LGBT Republicans Try to Find Their Place in Cleveland

Language in GOP platform raises concern

LGBT Republicans will try to navigate the convention despite a platform that is largely hostile to them. (Photo By Bill Clark/CQ Roll Call)

Despite concerns about divisive language in the Republican platform, LGBT Republicans still plan to make their voices heard at the convention in Cleveland.  

Gregory Angelo, president of the Log Cabin Republicans, has said that the current Republican platform is "the most anti-LGBT platform " the party has had.  

"I'm going to the convention with the express purpose of showing that the GOP I know is not the same type of GOP expressed in the platform," Angelo said.  

The platform has stricken some of its language supporting so-called "gay conversion therapy" as well as calling for the overturning of the Supreme Court's decision on same-sex marriage.  

"Those things are not the priority of the GOP electorate," and also weren't the priorities of the presumptive Republican nominee Donald Trump, he said.  

Angelo said this before Trump picked Indiana Gov. Mike Pence as his running mate. Pence has been criticized for signing measures that social conservatives said promoted religious freedom but many in the LGBT community said would allow for businesses to discriminate against them.  

But upon Pence's announcement, Angelo tweeted that he was far less dangerous to the LGBT community as vice president than he was and could continue to be as governor of Indiana.

Trump has frequently said he would be better for the LGBT community than his likely Democratic opponent Hillary Clinton.  

Rachel Hoff, director of defense analysis at the American Action Forum, a center-right think tank, is reported to be the first openly gay person selected as a member of the platform committee. However, language she crafted to be more inclusive was ultimately voted down.  

"I did not anticipate it would pass and it did not," she said. Hoff said she has been asked if she would submit a minority report amending the language on marriage.   

But instead, Hoff said she would be supporting a separate minority report that would strike the whole platform in favor of a one-page statement of principles that doesn't mention marriage but is also strong on equality and religious liberty.  

Despite the language in the platform, there will still be LGBT-friendly activities in Cleveland that the Log Cabin Republicans and others are planning.  

Much like Trump's attempts to spice up the convention with star power, a convention watch party held by the Log Cabin Republicans with the Cuyahoga County GOP on Tuesday will feature former contestants from American Idol and The Voice at an event at Grays Armory, a historic venue in Cleveland.  

Doug Magill, communications director for the Cuyahoga County Republican Party, said the Log Cabin Republicans have done a great job bringing in new people to the party.  

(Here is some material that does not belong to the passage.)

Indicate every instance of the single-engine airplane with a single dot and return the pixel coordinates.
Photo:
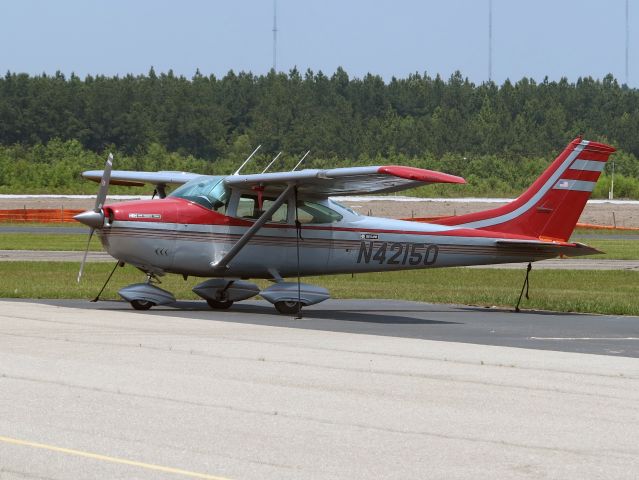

"They helped us set up a booth at the Gay Games," he said in reference to the sporting event held in Cleveland and Akron two years ago.  

On Wednesday, the group will team up with the American Unity Fund, another pro-LGBT rights conservative group, for a brunch featuring former Olympic champion and reality television star Caitlyn Jenner, who came out as transgender last year, and Margaret Hoover, gay rights activist and great-granddaughter of former President Herbert Hoover.  

The event will also feature Ohio-based LGBT groups like the LGBT Community Center of Greater Cleveland. A spokesman for the center said it would just be a supporter of the event.  

Angelo said he is optimistic about attendance given the fact that the Log Cabin Republicans are a credentialed group.  

"As long as someone is supportive of an inclusive and welcoming Republican Party, they are welcome to attend our events," he said.